Business is a race to gain customers, and sales and marketing have strong roles in making this happen. I believe the roles are polarized depending on the ticket price of the item being sold. If something has a low ticket price, like the sub for instance, marketing plays an aggressive role encouraging impulse purchases. Notice the aisle end-cap specials at grocery stores, the “buy now” buttons on the web, the for a limited time specials on TV. Largely, these are B2C sales and there is a short sales cycle. This strategy is equivalent to the hare in Aesop’s fable, and sales are quick and frequent.

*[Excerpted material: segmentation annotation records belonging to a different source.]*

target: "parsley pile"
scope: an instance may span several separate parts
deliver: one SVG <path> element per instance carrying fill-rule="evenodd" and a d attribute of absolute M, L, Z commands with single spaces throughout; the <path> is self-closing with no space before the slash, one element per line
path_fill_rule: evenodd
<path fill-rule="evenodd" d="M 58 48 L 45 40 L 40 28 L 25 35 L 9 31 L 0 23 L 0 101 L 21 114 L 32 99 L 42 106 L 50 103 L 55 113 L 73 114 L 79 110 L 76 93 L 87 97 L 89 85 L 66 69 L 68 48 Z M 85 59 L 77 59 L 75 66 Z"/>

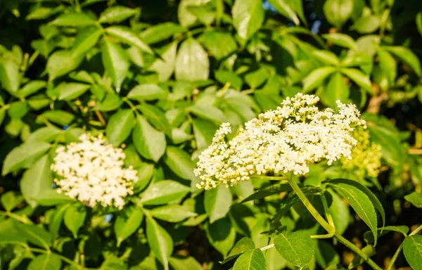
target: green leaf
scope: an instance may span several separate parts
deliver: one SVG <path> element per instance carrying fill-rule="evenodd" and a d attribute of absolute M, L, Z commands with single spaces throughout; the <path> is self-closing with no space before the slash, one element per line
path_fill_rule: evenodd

If the price of the ticket item is high, as it often is with B2B sales, there tends to be a longer sales cycle. The timeframe can run from months to years. The vendor must build a relationship with the potential client. Trust needs to be established. Credibility needs to be built. The buyer needs considerable amount of time to do their due diligence. This is a rational, thought out decision that is being made, by the buyer. Here, aggressive “buy now” marketing techniques don’t work. Instead sophisticated and consistent sales and marketing efforts are required, all over a long period of time. This is the tortoise example, with a “slow and steady wins the race” mindset.
So there are definitely marketing strategy implications, but people often overlook management and human resources implications. There are differences in the types of people you would want to place, in these sales and marketing roles. If your company mainly sells big ticket items (typically B2B) you’re going to need to hire folks who are consistent in what they do. You’ll probably have a modest sized marketing department and a large sales staff. The sales and marketing personnel need to be organized, not easily discouraged, and process oriented. The marketing team needs to know how to support the sales team and the relationships they set out to build with clients.
If your company mainly sells small ticket items (typically B2C) you’ll likely need a bigger marketing team and people who are creative risk takers. They're going have to constantly monitor sales data and competitor strategies, and adapt and implement new initiatives quickly. The feedback in this world can be instantaneous as the sales cycle is short. This enables one to measure the deficiency or effectiveness of efforts and change direction on things at the drop of a hat. In these types of companies, compensation structures are largely commissioned based, and employee evaluations should be frequent and focused on short time periods and lots of data.
It is much trickier to measure success in companies with long term sales cycles. Consequently management needs to encourage the right activities, establish compensation systems that are effective in a long sales environment, and emphasize long term projects and progress on performance evaluations. It’s more difficult to have a fully commission based structure based on the long sales cycle.
No matter which type of business you’re in, when you’re evaluating your company’s selling performance, understand the sales cycle you have, and adjust your sales and marketing, management, and human resource strategies accordingly. Slow and steady can win the race, especially if the competition gets distracted. Or quick and fast can win the race, if they don’t become complacent.